Andere Briefe lassen sich hingegen als Versuch lesen, neue Verbindungen herzustellen. Zu diesen zählt das Schreiben der Sozialarbeiterin und Psychoanalytikerin Dr. Dora Bernhard (geb. Friedländer) an die Sekretärin des Seminars für Soziale Arbeit Ingrid Roeder4 aus dem italienischen Exil, das im Jubiläumsjahr an der Schule eintraf. Die promovierte Nationalökonomin Bernhard war bereits 1933 aus ihrem Arbeitsverhältnis mit dem Jugendheim Charlottenburg entlassen worden. In ihrem Brief bittet sie für das von ihr angestrengte Entschädigungsverfahren um eine Bestätigung darüber, dass diese Entlassung politisch motiviert gewesen sei. Dies sei, so Bernhard, „aus begreiflichen Gründen“5 in ihrem Entlassungszeugnis nicht dokumentiert worden. Aus dem ausführlichen Lebenslauf, den Bernhard ihrem Brief beigelegt hatte, erfahren wir, dass sie einige Jahre nach der Entlassung, in denen sie sich mit „wissenschaftlicher Hilfsarbeit“6 durchgeschlagen habe, wegen zunehmender Bedrohung und Verfolgung nach Italien ausgewandert sei. Dort habe sie sich erneut unter bedrohlichen Bedingungen eine neue, erfolgreiche Existenz als Psychotherapeutin aufgebaut.

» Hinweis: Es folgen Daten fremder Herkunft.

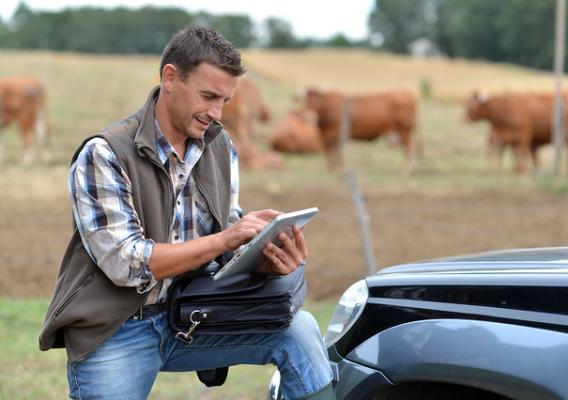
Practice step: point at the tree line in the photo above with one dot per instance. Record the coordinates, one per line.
(515, 31)
(139, 31)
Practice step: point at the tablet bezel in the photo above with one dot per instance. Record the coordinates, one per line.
(248, 258)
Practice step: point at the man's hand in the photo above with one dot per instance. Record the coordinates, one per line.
(247, 228)
(285, 259)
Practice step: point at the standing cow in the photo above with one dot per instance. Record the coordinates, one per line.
(297, 132)
(241, 118)
(371, 116)
(22, 101)
(522, 121)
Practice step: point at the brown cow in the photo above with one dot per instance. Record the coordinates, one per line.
(22, 101)
(522, 121)
(297, 132)
(241, 116)
(372, 116)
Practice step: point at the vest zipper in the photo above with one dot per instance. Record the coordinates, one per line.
(75, 293)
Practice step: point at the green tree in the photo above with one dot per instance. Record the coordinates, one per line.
(279, 33)
(400, 22)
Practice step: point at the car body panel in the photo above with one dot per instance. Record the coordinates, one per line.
(495, 321)
(507, 359)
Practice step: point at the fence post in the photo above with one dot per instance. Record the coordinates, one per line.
(362, 215)
(558, 117)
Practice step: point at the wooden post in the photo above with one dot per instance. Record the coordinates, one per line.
(356, 196)
(558, 112)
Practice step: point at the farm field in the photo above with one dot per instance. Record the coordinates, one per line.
(455, 202)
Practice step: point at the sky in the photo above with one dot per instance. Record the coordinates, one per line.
(318, 19)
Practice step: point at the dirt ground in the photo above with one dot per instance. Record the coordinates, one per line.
(404, 227)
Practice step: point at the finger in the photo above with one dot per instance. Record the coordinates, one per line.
(277, 267)
(281, 259)
(289, 247)
(300, 241)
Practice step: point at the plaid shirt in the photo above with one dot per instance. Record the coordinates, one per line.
(101, 200)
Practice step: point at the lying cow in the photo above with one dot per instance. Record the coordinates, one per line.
(371, 116)
(241, 117)
(22, 101)
(521, 121)
(297, 132)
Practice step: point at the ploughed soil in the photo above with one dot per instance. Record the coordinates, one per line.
(405, 226)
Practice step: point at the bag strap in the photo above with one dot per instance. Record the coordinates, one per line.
(213, 377)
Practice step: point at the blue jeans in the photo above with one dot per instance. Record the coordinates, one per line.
(126, 365)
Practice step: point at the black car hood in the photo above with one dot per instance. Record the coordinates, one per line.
(537, 260)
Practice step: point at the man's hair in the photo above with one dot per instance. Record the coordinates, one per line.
(191, 46)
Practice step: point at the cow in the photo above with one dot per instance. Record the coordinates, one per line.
(241, 116)
(519, 120)
(297, 132)
(22, 102)
(371, 116)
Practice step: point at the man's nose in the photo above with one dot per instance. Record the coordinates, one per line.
(216, 111)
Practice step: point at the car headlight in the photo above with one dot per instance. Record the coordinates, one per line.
(348, 309)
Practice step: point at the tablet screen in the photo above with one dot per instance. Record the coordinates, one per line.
(251, 256)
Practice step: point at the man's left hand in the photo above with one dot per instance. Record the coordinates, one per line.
(285, 259)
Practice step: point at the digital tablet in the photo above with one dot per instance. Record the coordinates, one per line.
(251, 256)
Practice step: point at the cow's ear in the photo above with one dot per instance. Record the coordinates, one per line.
(169, 75)
(479, 97)
(482, 97)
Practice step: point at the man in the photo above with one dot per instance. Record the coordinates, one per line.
(153, 196)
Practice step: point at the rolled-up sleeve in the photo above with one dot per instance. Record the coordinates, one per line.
(101, 199)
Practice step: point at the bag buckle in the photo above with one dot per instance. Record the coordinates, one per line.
(195, 319)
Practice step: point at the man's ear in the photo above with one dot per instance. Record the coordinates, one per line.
(169, 75)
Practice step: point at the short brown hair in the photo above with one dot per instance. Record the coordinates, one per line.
(191, 46)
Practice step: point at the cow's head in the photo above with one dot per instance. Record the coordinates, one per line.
(474, 109)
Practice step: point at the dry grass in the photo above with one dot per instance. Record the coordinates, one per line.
(361, 71)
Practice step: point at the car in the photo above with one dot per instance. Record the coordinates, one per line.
(484, 326)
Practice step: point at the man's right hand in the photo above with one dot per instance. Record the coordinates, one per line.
(247, 228)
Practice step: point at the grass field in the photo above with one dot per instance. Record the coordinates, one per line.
(453, 202)
(25, 373)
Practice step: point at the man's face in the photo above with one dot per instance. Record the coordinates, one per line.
(195, 103)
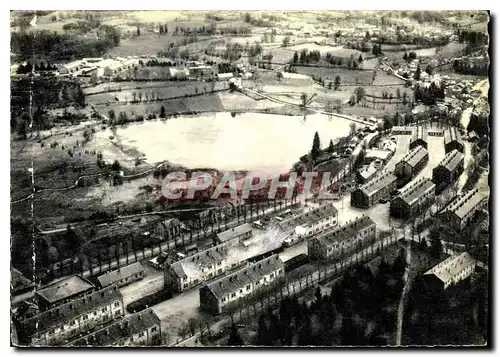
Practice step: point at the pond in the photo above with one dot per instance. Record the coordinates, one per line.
(248, 141)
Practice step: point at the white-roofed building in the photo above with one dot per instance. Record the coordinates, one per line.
(450, 271)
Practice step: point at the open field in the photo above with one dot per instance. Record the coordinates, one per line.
(167, 91)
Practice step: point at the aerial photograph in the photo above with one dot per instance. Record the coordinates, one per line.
(249, 178)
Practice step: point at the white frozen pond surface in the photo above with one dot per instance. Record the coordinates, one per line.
(249, 141)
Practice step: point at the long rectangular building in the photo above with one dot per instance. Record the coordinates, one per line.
(343, 240)
(460, 212)
(141, 329)
(312, 221)
(412, 163)
(413, 199)
(371, 192)
(450, 271)
(63, 323)
(449, 169)
(245, 282)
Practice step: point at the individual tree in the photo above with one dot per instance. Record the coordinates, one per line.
(286, 41)
(303, 98)
(337, 82)
(235, 338)
(116, 166)
(316, 148)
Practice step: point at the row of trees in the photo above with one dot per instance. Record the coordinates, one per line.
(63, 46)
(347, 316)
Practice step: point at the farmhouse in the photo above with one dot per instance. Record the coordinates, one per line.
(141, 329)
(179, 73)
(62, 323)
(419, 138)
(122, 276)
(190, 271)
(370, 193)
(63, 291)
(224, 76)
(245, 282)
(413, 199)
(376, 154)
(343, 240)
(240, 232)
(411, 164)
(312, 221)
(452, 140)
(461, 211)
(449, 169)
(450, 271)
(365, 174)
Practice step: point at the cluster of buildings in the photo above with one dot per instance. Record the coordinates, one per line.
(216, 295)
(450, 271)
(73, 311)
(461, 211)
(98, 67)
(373, 191)
(413, 199)
(448, 170)
(411, 164)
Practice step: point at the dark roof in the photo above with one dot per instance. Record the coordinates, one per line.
(119, 274)
(64, 289)
(234, 232)
(378, 183)
(415, 156)
(466, 203)
(201, 259)
(65, 313)
(346, 231)
(247, 275)
(309, 217)
(120, 330)
(416, 190)
(452, 160)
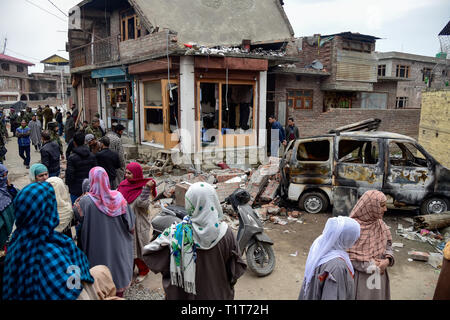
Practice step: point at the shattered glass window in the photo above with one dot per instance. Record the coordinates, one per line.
(357, 151)
(314, 151)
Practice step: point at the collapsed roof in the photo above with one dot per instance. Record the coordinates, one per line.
(215, 22)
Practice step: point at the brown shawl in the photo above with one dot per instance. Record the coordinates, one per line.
(374, 232)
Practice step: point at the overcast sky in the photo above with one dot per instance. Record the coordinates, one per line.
(410, 26)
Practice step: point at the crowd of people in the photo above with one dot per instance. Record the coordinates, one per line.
(82, 238)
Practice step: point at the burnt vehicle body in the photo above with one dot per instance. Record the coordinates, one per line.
(338, 167)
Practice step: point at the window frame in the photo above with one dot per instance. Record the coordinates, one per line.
(404, 101)
(125, 16)
(382, 70)
(400, 68)
(293, 98)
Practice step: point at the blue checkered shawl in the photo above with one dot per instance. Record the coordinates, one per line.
(42, 264)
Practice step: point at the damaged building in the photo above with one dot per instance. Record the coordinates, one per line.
(167, 77)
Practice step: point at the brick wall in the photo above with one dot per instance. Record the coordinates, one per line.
(148, 44)
(434, 131)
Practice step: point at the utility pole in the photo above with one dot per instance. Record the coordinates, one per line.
(4, 45)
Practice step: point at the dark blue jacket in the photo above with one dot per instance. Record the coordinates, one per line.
(281, 135)
(23, 135)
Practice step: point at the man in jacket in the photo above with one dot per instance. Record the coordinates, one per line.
(115, 144)
(108, 160)
(80, 162)
(23, 135)
(48, 115)
(277, 136)
(50, 156)
(69, 128)
(291, 131)
(94, 129)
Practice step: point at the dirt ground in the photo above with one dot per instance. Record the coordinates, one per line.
(409, 280)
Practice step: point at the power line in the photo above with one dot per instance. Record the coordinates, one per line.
(46, 10)
(58, 8)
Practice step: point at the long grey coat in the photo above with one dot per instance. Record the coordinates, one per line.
(107, 240)
(35, 135)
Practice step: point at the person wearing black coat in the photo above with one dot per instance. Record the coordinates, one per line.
(108, 160)
(50, 155)
(80, 162)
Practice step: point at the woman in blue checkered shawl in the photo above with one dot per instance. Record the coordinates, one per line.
(42, 264)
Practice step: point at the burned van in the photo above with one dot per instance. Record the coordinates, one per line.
(338, 167)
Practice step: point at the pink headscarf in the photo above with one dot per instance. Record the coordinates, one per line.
(111, 203)
(131, 189)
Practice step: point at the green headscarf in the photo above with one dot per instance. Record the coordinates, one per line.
(37, 169)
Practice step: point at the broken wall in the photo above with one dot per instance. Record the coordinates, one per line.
(434, 133)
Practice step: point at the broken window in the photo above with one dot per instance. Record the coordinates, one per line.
(300, 99)
(209, 112)
(382, 70)
(357, 151)
(402, 71)
(130, 27)
(314, 151)
(406, 155)
(237, 108)
(401, 102)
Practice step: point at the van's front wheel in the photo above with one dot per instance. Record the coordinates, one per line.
(313, 202)
(434, 205)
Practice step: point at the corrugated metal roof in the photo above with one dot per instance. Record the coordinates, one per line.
(217, 22)
(4, 57)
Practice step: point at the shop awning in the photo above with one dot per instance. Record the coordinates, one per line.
(109, 73)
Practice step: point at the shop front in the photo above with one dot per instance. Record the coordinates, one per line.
(116, 98)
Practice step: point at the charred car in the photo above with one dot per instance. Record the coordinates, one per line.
(338, 167)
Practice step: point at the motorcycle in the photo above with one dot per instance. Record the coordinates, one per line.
(251, 237)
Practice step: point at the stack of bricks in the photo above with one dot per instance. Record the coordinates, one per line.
(226, 189)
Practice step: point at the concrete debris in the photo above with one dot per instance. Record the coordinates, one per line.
(419, 256)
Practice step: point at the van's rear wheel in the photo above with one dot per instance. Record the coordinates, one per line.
(434, 205)
(313, 202)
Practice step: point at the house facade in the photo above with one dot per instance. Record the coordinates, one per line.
(342, 80)
(157, 75)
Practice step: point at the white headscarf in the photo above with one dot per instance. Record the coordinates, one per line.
(339, 234)
(201, 229)
(203, 206)
(63, 202)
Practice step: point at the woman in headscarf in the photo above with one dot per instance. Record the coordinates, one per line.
(38, 173)
(328, 271)
(64, 205)
(42, 264)
(139, 193)
(442, 290)
(372, 253)
(107, 229)
(199, 257)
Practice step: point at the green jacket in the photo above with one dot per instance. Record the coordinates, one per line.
(95, 131)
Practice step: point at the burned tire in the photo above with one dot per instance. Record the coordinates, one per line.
(313, 202)
(261, 258)
(434, 205)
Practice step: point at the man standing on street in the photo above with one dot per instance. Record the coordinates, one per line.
(80, 162)
(292, 132)
(48, 116)
(69, 128)
(115, 144)
(58, 118)
(23, 135)
(108, 160)
(36, 128)
(14, 121)
(94, 129)
(50, 156)
(277, 136)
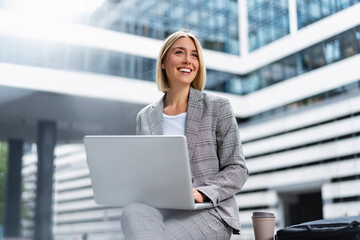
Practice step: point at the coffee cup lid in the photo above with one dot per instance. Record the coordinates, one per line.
(263, 214)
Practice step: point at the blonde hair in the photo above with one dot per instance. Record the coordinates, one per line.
(161, 78)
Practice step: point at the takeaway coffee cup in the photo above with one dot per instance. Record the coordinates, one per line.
(264, 225)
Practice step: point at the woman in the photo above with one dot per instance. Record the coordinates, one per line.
(216, 159)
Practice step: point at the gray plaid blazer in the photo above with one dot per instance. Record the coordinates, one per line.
(216, 158)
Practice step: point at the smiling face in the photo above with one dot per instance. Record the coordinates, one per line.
(181, 63)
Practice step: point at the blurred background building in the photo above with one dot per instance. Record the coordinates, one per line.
(289, 67)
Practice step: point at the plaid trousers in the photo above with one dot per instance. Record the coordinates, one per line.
(139, 221)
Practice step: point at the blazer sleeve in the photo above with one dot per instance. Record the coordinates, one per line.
(233, 172)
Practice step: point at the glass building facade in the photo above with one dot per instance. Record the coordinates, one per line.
(268, 21)
(310, 11)
(214, 22)
(286, 140)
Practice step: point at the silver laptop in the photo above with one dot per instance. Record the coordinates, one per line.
(153, 170)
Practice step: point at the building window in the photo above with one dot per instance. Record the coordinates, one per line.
(268, 21)
(208, 19)
(347, 44)
(310, 11)
(332, 50)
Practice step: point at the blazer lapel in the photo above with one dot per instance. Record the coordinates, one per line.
(193, 118)
(156, 116)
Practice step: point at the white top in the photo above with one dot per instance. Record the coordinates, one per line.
(174, 125)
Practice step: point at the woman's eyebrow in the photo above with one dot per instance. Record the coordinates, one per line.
(182, 48)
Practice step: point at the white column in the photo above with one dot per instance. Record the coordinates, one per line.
(293, 17)
(243, 28)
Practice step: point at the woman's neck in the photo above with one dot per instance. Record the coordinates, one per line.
(176, 101)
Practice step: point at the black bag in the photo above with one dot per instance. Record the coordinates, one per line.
(344, 228)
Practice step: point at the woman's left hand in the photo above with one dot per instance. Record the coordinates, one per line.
(198, 196)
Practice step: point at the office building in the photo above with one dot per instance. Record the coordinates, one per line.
(290, 69)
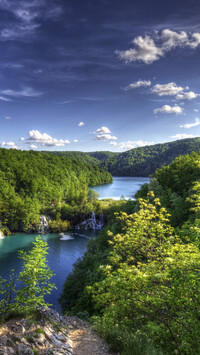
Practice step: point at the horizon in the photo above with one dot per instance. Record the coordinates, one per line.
(108, 76)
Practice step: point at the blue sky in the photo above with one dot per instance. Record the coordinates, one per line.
(98, 75)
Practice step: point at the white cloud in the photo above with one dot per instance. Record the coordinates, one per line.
(2, 98)
(148, 49)
(190, 125)
(145, 50)
(187, 96)
(19, 31)
(169, 89)
(169, 109)
(11, 145)
(138, 84)
(25, 92)
(103, 134)
(45, 140)
(102, 130)
(27, 16)
(80, 124)
(104, 137)
(183, 136)
(133, 144)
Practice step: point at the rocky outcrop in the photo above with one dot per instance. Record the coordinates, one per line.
(45, 333)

Ihr Brief zeugt davon, dass Bernhard sich mit ihrer Anfrage an ihre ehemalige Kollegin einer schwierigen Balanceaufgabe stellt. Im Brief begrüßt sie den „direkt[en] Kontakt“ mit der nun schon ein Vierteljahrhundert zurückliegenden, „immer lebendig gebliebenen Vergangenheit“ und wünscht, von der Adressierten auch „persönlich“ zu hören.7 Mit ihrem Anliegen hofft Bernhard, „nicht allzugrosse Mühe“ zu machen; am Ende grüßt sie „dankbar und freundschaftlich“8. Dass ihre antisemitisch motivierte Entlassung von Roeder selbst und anderen Kolleg:innen mindestens gebilligt worden war9, benennt Bernhard nicht. Stattdessen nennt sie als Ursache die „nationalsozialistischen Rassengesetze“. Zum Zeitpunkt von Bernhards Entlassung, dem 14. März 1933, existierten diese jedoch noch nicht – gleichwohl den späteren Gesetzen entsprechende Praktiken bereits unmittelbar nach der Machtübertragung etabliert wurden.10
Diese vielleicht nebensächlich erscheinende Ungereimtheit ließe sich leicht dem großen zeitlichen Abstand oder dem Trauma der Vertreibung geschuldeten Verdrängungsprozessen zuschreiben. Gehen wir jedoch davon aus, dass Bernhard mehrfach Anlass hatte, sich intensiv mit ihrer eigenen Fluchtgeschichte zu befassen, ergeben sich noch weitere mögliche Lesarten. So ist Bernhard für den Erfolg ihres Anliegens auf die Kooperation ihrer Adressatin angewiesen und gibt ihr die Formulierung, die für ihren Entschädigungsantrag entscheidend sein kann, gewissermaßen vor. Zugleich bewirkt ihre auch sehr persönliche Züge aufweisende Ansprache, dass der neu etablierte Kontakt auch von eventuellen Schuldvorwürfen frei bleibt.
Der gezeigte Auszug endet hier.